Walter Henry Erskine, Earl of Mar and of Kellie (17 December 1839 – 16 September 1888) was a Scottish peer.

Biography
Walter Henry was the son of Walter Coningsby Erskine, 12th Earl of Kellie and Elise Youngson. He succeeded as 13th Earl of Kellie  on his father's death in 1872. Coningsby Erskine had pursued a claim for succession to the earldom of Mar which was unresolved on his death, but this claim was recognized in 1875 making Walter Henry the Earl of Mar also. However, this was modified in 1885 by a special Act of Parliament, limiting the claim to the seventh creation of the title, leaving Walter the 11th Earl of Mar concurrently with John Goodeve-Erskine, who was 27th Earl of Mar in its first creation.
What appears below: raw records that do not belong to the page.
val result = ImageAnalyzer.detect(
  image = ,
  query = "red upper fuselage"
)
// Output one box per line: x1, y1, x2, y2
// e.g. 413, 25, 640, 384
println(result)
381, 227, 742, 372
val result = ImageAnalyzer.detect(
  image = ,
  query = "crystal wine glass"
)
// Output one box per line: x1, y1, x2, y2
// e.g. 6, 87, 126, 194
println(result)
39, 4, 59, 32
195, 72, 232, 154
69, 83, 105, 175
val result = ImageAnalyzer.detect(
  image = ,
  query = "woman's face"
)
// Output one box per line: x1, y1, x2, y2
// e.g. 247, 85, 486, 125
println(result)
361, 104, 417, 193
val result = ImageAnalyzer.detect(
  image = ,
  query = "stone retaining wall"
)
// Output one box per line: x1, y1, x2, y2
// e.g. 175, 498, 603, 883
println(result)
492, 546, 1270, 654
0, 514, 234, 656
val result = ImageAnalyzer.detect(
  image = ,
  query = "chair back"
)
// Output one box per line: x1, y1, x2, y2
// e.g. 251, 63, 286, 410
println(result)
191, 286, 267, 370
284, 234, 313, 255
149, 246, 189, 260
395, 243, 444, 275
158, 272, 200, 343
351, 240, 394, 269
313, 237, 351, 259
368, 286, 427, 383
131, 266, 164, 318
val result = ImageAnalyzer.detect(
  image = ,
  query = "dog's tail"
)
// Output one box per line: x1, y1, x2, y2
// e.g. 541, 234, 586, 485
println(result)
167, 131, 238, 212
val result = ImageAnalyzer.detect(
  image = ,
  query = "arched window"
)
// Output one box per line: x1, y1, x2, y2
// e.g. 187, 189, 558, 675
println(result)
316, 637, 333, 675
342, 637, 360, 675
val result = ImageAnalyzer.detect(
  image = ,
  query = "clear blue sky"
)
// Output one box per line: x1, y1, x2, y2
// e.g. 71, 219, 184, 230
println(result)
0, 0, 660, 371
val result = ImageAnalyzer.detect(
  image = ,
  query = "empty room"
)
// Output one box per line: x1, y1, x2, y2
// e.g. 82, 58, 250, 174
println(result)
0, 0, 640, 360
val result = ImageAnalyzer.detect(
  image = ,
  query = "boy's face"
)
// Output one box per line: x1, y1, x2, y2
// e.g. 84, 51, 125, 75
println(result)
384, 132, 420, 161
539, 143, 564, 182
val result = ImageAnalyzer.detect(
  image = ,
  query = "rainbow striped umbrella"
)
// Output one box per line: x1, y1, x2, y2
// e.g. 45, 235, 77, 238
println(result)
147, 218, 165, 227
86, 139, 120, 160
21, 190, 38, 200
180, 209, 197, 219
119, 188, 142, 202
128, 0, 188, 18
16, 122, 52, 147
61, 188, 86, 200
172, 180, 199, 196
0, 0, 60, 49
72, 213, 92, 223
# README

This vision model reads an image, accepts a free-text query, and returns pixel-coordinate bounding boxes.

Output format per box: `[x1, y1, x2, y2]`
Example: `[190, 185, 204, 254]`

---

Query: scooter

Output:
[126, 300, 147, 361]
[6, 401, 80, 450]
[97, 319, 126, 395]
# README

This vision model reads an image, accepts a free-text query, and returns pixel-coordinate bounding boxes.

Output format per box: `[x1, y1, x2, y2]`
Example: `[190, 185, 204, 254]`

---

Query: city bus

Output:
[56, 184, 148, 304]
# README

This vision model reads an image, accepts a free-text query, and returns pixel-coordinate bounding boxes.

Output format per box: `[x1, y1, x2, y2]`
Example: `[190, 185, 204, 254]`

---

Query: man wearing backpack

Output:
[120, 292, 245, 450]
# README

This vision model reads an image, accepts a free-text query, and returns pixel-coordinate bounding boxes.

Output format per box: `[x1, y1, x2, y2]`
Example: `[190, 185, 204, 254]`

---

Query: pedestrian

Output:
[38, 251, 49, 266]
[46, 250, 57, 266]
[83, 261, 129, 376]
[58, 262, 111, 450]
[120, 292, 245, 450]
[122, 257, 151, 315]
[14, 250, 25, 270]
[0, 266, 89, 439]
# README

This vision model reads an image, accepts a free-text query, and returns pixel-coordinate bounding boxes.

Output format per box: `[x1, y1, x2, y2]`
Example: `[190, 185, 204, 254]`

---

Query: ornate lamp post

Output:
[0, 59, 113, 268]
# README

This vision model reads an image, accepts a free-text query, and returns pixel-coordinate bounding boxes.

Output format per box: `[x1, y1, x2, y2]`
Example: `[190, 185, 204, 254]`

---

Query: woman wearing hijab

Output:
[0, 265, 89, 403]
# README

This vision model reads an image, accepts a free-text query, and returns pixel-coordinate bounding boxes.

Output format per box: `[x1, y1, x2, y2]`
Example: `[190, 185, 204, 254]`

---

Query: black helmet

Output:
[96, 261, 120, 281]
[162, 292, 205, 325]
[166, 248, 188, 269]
There have thereafter been two earls of Mar at any one time. 

On 14 October 1853, he married Mary Anne Forbes (1838–22 May 1927), daughter of William Forbes. They had nine children.

Walter John Francis Erskine, 12th Earl of Mar and 14th Earl of Kellie (1865–1955)
Elyne Mary Erskine (1866–1891)
Constance Elise Erskine (1869–1959)
Rt. Hon. Sir William Augustus Forbes Erskine (1871–1952)
Mary Erskine (1872–1873)
Louisa Frances Erskine (b. 1875)
Frances Elizabeth Erskine (b. 1877)
Alice Maud Mary Erskine (b. 1878)
Alexander Penrose Forbes Erskine (1881–1925)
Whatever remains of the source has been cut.